Capital Gold Group Report: Gold and the US Stock Market
April 23, 2008 by Corey Rosenbloom
Intermarket analysis is a fascinating branch of market research, and I wanted to show you the performance of gold and the US Stock Market.

There’s been an inverse relationship, such that when gold rises, the market is generally falling and vice versa.
Gold is traditionally seen as a hedge against inflation, and inflation typically is seen as being negative for the stock market.
Also, in uncertain economic times (especially with a falling US Dollar), gold is a more attractive investment than US Stocks and so the two asset classes, much like stocks and bonds, compete for your investment capital.
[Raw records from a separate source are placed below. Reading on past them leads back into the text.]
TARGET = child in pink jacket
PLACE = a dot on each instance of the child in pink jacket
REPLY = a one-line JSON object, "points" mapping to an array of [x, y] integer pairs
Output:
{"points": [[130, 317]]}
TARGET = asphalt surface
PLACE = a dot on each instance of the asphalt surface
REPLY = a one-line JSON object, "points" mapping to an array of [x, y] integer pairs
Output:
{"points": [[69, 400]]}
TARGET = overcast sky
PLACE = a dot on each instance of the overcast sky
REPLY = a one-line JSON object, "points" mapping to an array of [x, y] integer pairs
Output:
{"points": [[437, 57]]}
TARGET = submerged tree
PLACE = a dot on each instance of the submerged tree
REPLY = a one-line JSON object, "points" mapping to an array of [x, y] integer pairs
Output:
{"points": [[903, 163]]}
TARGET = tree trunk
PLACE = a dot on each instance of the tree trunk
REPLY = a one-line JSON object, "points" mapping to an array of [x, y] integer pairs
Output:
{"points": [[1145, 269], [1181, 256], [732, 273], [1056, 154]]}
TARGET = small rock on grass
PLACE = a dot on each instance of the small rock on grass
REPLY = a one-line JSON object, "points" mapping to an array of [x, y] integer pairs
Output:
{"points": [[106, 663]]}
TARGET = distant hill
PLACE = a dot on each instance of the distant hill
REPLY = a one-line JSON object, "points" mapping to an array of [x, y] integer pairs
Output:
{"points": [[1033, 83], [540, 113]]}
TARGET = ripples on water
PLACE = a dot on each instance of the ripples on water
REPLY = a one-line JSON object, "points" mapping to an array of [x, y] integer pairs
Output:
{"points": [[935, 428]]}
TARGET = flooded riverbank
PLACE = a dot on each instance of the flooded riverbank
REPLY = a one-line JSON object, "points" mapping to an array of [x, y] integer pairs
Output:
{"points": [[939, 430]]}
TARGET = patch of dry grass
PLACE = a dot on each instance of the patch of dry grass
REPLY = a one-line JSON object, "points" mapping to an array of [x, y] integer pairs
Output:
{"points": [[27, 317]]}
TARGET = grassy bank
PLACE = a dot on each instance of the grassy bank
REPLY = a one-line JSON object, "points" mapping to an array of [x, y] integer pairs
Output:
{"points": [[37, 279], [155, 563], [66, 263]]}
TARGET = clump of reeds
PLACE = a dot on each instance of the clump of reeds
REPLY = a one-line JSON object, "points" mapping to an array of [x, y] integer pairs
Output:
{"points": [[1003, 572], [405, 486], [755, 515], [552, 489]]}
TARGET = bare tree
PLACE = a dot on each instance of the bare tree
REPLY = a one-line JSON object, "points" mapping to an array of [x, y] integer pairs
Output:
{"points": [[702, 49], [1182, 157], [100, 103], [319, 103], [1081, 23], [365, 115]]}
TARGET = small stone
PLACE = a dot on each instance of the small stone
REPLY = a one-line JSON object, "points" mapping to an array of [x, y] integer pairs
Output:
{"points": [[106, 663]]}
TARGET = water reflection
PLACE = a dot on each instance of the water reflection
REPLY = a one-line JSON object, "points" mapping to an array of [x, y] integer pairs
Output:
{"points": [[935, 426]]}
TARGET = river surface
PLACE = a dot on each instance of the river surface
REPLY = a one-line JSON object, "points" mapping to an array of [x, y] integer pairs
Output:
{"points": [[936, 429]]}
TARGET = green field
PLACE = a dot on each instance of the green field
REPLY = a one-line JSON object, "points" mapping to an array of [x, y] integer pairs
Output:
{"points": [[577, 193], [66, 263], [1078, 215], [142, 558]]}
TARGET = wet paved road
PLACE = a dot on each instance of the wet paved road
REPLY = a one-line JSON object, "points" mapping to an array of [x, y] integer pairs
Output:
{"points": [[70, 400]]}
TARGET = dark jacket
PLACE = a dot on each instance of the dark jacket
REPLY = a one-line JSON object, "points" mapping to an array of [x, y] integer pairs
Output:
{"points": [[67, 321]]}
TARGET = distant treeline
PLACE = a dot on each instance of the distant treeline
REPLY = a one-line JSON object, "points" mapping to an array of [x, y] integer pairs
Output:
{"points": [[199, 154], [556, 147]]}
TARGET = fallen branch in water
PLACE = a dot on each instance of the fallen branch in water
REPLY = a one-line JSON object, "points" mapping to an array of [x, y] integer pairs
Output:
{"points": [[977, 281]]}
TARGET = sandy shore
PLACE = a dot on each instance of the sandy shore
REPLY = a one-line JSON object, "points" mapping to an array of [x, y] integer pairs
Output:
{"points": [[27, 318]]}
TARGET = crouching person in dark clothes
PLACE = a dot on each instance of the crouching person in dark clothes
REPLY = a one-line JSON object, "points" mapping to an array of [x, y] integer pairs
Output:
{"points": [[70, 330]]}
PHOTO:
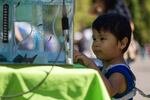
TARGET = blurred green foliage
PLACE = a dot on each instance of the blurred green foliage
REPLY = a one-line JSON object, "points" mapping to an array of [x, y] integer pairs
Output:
{"points": [[140, 11]]}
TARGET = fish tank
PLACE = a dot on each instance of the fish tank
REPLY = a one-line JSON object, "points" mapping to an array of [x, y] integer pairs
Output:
{"points": [[36, 31]]}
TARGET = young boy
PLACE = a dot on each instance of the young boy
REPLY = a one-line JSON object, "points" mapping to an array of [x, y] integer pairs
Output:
{"points": [[111, 38]]}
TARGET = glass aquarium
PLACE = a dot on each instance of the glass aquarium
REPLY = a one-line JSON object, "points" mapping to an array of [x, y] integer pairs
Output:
{"points": [[36, 31]]}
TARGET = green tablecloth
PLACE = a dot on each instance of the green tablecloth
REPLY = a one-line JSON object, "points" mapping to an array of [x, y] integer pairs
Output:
{"points": [[61, 84]]}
This correlation holds on the longer time frame charts as well:

Notice that gold prices in 2006 around $600 were not a problem for the stock market. As signs of recession began to emerge, and investors began to be ’spooked’ by deteriorating financial conditions, larger investors likely began rotating out of the US Stock Market and into other markets such as gold, bonds, etc.
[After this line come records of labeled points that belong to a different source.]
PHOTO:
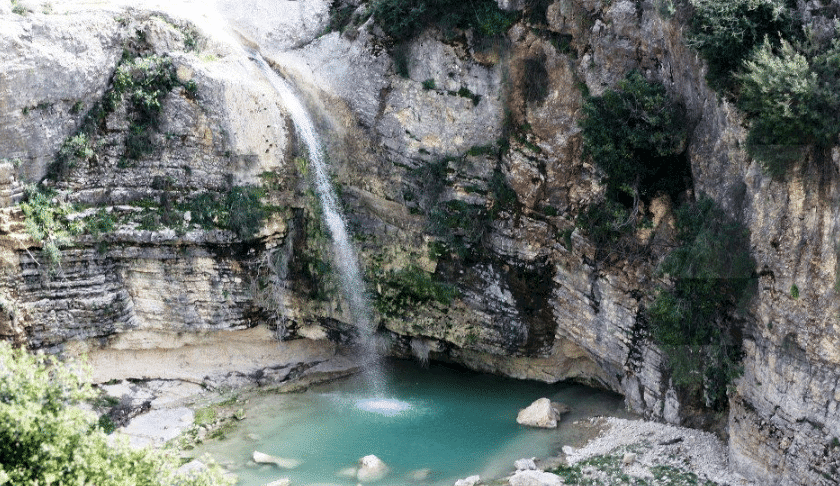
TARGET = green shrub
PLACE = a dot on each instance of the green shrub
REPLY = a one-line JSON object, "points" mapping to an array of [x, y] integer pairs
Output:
{"points": [[240, 210], [75, 150], [408, 288], [792, 100], [636, 134], [245, 211], [605, 223], [46, 222], [713, 276], [405, 19], [726, 32], [46, 438]]}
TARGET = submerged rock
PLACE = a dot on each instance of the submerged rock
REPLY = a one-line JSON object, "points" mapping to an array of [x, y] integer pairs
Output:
{"points": [[347, 472], [542, 413], [281, 462], [420, 474], [371, 469], [525, 464], [534, 478]]}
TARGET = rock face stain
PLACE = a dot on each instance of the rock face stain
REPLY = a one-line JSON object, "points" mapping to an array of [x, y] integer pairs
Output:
{"points": [[532, 298]]}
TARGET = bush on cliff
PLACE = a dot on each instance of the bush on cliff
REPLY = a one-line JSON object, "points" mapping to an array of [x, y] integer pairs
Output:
{"points": [[405, 19], [46, 439], [712, 271], [636, 135], [793, 99], [726, 32]]}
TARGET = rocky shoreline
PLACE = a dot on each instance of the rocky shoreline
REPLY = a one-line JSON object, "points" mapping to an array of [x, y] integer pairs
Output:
{"points": [[609, 450]]}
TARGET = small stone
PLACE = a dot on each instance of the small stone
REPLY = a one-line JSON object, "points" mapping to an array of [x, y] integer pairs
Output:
{"points": [[469, 481], [534, 478]]}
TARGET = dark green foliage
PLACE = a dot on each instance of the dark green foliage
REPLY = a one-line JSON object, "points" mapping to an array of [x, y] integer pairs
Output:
{"points": [[405, 19], [636, 135], [245, 211], [725, 32], [408, 288], [46, 438], [792, 99], [460, 225], [464, 92], [46, 222], [100, 223], [239, 210], [713, 276], [536, 11], [106, 424], [144, 82], [74, 151]]}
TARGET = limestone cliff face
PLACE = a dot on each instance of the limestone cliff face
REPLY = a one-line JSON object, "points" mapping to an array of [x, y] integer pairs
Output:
{"points": [[476, 146]]}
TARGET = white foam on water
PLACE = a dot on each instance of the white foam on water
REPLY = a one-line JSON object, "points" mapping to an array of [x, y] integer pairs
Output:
{"points": [[384, 406], [344, 255]]}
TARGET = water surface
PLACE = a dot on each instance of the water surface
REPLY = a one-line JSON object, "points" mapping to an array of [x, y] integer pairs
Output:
{"points": [[454, 422]]}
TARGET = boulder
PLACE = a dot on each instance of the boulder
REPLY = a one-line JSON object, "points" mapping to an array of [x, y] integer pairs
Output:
{"points": [[371, 469], [470, 481], [531, 477], [542, 413], [347, 472], [281, 462]]}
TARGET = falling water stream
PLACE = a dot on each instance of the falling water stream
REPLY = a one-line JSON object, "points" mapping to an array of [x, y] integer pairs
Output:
{"points": [[344, 255], [441, 423]]}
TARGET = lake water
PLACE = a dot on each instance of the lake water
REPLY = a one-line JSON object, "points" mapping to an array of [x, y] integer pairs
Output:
{"points": [[454, 422]]}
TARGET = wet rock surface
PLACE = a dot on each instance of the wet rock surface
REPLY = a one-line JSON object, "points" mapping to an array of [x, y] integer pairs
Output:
{"points": [[525, 296]]}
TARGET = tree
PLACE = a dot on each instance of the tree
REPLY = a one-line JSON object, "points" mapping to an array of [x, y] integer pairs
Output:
{"points": [[47, 439], [635, 134]]}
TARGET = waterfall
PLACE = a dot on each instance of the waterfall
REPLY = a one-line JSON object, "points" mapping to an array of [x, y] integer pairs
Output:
{"points": [[344, 255]]}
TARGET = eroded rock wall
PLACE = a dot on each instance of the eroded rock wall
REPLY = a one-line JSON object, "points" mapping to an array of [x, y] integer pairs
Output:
{"points": [[489, 128]]}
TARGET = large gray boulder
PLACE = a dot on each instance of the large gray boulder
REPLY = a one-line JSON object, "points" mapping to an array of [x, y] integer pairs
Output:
{"points": [[530, 477], [542, 413], [371, 469]]}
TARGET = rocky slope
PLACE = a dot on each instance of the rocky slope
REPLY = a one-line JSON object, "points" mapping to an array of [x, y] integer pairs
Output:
{"points": [[461, 173]]}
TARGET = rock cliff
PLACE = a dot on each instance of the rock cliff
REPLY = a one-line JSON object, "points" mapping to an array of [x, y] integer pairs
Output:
{"points": [[458, 160]]}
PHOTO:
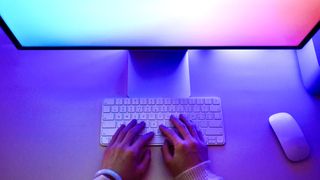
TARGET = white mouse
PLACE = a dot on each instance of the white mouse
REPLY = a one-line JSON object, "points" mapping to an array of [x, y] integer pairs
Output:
{"points": [[290, 136]]}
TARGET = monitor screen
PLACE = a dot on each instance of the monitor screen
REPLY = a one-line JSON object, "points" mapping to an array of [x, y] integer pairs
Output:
{"points": [[159, 23]]}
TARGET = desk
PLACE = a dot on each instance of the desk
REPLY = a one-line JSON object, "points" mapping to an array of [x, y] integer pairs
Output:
{"points": [[50, 104]]}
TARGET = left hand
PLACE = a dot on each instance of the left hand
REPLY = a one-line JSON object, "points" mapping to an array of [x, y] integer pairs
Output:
{"points": [[127, 153]]}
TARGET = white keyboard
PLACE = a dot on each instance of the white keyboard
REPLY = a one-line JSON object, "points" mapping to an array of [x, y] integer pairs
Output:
{"points": [[206, 113]]}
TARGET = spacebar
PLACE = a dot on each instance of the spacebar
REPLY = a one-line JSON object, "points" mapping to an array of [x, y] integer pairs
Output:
{"points": [[157, 140]]}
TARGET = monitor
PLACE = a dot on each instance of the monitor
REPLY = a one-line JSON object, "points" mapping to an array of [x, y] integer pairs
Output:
{"points": [[126, 24]]}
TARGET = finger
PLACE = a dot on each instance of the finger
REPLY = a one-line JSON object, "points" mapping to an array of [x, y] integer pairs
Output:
{"points": [[116, 134], [133, 133], [200, 135], [125, 130], [170, 134], [181, 127], [167, 157], [143, 141], [191, 127], [145, 163]]}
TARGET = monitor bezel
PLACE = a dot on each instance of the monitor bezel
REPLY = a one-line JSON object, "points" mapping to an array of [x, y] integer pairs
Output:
{"points": [[19, 46]]}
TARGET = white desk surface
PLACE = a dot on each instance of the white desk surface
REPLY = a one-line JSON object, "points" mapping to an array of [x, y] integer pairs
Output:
{"points": [[50, 104]]}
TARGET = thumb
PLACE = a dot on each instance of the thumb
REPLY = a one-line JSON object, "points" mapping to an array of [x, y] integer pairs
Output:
{"points": [[145, 163], [167, 157]]}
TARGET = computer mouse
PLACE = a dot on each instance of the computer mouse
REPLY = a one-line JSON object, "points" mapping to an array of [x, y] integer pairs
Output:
{"points": [[290, 136]]}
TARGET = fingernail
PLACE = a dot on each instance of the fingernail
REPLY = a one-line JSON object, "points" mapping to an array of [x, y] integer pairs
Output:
{"points": [[151, 133]]}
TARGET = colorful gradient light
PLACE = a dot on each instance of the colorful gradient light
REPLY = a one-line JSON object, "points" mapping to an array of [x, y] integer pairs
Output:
{"points": [[143, 23]]}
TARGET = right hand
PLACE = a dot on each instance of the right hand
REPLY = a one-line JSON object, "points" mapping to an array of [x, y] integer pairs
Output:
{"points": [[184, 150]]}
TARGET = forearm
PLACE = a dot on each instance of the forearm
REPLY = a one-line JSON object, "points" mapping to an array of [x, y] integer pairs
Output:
{"points": [[102, 177], [199, 172]]}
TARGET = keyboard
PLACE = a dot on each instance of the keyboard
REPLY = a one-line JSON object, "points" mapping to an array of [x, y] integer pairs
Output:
{"points": [[206, 113]]}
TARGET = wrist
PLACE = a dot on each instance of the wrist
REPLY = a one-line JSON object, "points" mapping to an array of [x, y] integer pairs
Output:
{"points": [[109, 174]]}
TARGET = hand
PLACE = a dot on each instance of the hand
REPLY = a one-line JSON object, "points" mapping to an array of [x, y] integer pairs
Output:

We see the rotation accelerate as the stock market began to fall going into 2008, when the price of gold ’skyrocketed’ from just under $700 per ounce to over $1,000 per ounce in March 2008. The S&P fell from a peak of 1,575 to just above 1,250 during the same period.
The recent fall of gold prices has contributed – with other factors – to a rise in the current stock market since March.
While there may be some correlation between gold prices and the US Stock Market, gold prices are much more inversely correlated with the US Dollar Index.